Foi o caso dos bispos católicos moçambicanos, angolanos e de São Tomé e Príncipe. Se em Maputo a Conferência Episcopal de Moçambique anunciou ter decidido “não se dê bênção” às “uniões irregulares e uniões do mesmo sexo”, em Luanda os bispos de Angola e São Tomé manifestaram mesmo “perplexidade” com as bênçãos a “casais irregulares”, determinando que não sejam realizadas nestes países porque “criariam um enorme escândalo e confusão entre os fiéis”.

Em Cabo Verde, enquanto se aguarda por uma nota conjunta das duas dioceses do arquipélago, o bispo Ildo Fortes adiantou que ambas acompanham a posição do papa Francisco, baseados no princípio da misericórdia. E procurou explicar, deixando ao mesmo tempo claro que não se trata de uma aprovação: “Até para sair do caminho errado onde possam estar, até para quem está no pecado, é preciso uma bênção, uma luz”, afirmou, lançando uma pergunta: “Se nós abençoamos os campos, os animais, porque é que não havemos de abençoar as pessoas?”.

A posição assumida pelo papa em 18 de dezembro último no “Fiducia Supplicans”, o texto publicado pela Congregação para a Doutrina da Fé, que propõe a bênção da Igreja aos casais considerados “irregulares”, incluindo os casais do mesmo sexo, mereceu dos bispos africanos um distanciamento expresso formal, autorizado por Francisco, em que explicaram que a “doutrina da Igreja sobre o casamento cristão e a homossexualidade” se mantém inalterada, e que não consideravam “apropriada” a bênção proposta por Roma.

“Dentro da família da Igreja de Deus em África, a declaração causou uma onda de choque, semeou equívocos e inquietação nas mentes de muitos fiéis leigos, pessoas consagradas e até mesmo pastores, e suscitou fortes reações”, fez saber o Simpósio das Conferências Episcopais Nacionais Africanas em janeiro.

Tais bênçãos – segundo o mesmo texto, assinado pelo cardeal congolês Fridolin Ambongo, arcebispo de Kinshasa, em nome do simpósio – não podem ser realizadas porque “no contexto [africano], isso causaria confusão e estaria em contradição direta com o ‘ethos’ cultural das comunidades africanas”.

Segundo Ambongo, a declaração do simpósio constituiu “resumo consolidado” das posições adotadas por cada uma das conferências episcopais africanas, e recebeu o “acordo” do papa, assim como do responsável pelo gabinete de doutrina do Vaticano, o cardeal Victor Manuel Fernández.

Com efeito, duas semanas depois do simpósio, o papa Francisco reconheceu a excecionalidade africana, alegada pelos seus prelados, admitindo em entrevista com o diário italiano La Stampa que África é “especial” no que diz respeito às bênçãos extra litúrgicas propostas para casais do mesmo sexo.

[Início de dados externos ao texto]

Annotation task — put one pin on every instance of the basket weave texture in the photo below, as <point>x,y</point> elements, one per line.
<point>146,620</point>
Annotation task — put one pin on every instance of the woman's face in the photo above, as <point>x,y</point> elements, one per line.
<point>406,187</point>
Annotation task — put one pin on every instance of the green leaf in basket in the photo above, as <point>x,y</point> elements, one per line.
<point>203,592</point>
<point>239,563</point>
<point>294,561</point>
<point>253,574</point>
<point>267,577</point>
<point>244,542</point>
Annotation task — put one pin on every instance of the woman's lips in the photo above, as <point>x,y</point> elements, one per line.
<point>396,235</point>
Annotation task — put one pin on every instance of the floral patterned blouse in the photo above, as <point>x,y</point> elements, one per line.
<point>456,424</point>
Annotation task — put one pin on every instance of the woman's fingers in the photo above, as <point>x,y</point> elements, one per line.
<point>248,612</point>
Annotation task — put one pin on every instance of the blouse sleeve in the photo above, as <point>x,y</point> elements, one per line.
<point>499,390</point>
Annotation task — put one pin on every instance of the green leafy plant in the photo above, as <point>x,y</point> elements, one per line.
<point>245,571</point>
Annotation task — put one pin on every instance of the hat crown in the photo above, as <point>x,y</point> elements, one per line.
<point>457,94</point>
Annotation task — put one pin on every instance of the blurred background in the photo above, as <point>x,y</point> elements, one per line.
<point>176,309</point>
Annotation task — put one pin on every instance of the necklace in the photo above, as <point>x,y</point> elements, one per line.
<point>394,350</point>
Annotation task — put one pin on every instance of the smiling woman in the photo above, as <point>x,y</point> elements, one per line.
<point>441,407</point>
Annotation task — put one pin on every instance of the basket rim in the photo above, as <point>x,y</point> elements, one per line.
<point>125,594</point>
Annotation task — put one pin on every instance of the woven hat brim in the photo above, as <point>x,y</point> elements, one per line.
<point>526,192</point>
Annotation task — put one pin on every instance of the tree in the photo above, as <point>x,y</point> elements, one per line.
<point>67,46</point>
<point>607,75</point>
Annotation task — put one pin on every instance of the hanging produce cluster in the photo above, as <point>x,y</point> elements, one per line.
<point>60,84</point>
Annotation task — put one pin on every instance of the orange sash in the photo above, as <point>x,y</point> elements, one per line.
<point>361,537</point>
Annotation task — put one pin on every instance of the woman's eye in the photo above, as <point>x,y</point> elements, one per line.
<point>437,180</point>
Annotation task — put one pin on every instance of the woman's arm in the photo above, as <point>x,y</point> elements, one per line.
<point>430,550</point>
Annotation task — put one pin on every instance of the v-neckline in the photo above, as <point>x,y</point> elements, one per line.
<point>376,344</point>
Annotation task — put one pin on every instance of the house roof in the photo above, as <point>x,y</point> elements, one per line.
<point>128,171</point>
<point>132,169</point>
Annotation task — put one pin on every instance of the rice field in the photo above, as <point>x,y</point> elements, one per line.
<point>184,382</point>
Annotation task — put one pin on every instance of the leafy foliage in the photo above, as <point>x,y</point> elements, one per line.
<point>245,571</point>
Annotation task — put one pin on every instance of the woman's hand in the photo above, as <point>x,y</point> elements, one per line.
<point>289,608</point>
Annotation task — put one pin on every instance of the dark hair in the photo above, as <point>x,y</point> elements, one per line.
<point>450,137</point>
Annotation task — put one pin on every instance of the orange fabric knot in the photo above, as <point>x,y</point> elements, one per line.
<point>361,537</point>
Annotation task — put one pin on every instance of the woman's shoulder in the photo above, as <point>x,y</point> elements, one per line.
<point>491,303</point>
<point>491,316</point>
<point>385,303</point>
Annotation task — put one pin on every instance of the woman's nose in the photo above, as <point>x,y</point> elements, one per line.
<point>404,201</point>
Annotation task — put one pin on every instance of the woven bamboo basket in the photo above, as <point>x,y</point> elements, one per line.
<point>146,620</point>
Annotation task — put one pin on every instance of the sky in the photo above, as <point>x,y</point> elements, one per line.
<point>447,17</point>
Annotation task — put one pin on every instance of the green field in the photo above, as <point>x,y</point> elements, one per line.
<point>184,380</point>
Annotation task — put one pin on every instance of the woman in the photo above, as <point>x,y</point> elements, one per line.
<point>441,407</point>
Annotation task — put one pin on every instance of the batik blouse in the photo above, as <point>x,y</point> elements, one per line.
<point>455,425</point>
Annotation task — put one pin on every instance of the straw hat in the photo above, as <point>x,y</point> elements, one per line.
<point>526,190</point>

“A homossexualidade é algo ‘feio’ do ponto de vista cultural” para os africanos, disse o sumo pontífice, que admitiu uma resistência particular em África à bênção de casais do mesmo sexo, por questões culturais, mas disse confiar que, “pouco a pouco”, todos se apercebam da importância da inclusão e não resulte num cisma.

O exemplo mais vivo da fealdade referida por Francisco veio do Burundi, cujo Presidente, Evariste Ndayishimiye, sugeriu a erradicação dessa “maldição” por “apedrejamento” dos seus praticantes.

“Se querem atrair uma maldição para o país, aceitem a homossexualidade”, disse Ndayishimiye aos jornalistas duas semanas depois da publicação do “Fiducia Supplicans”.

“Penso mesmo que estas pessoas, se as encontrarmos no Burundi, é melhor levá-las a um estádio e apedrejá-las. E isso não pode ser um pecado”, disse Ndayishimiye, descrevendo a homossexualidade como importada do Ocidente.

Esta semana, ainda que sem qualquer referência geográfica, cultural ou pessoal, o papa insistiu no tema, depois de várias tentativas para distinguir as bençãos sacramentais da benção extra-litúrgica.

“Ninguém se escandaliza se eu der a minha bênção a um homem de negócios que talvez explore as pessoas, e isso é um pecado muito grave. Mas escandalizam-se se eu as der a um homossexual”, disse Francisco à revista católica italiana Credere. “Isto é hipocrisia”, acrescentou.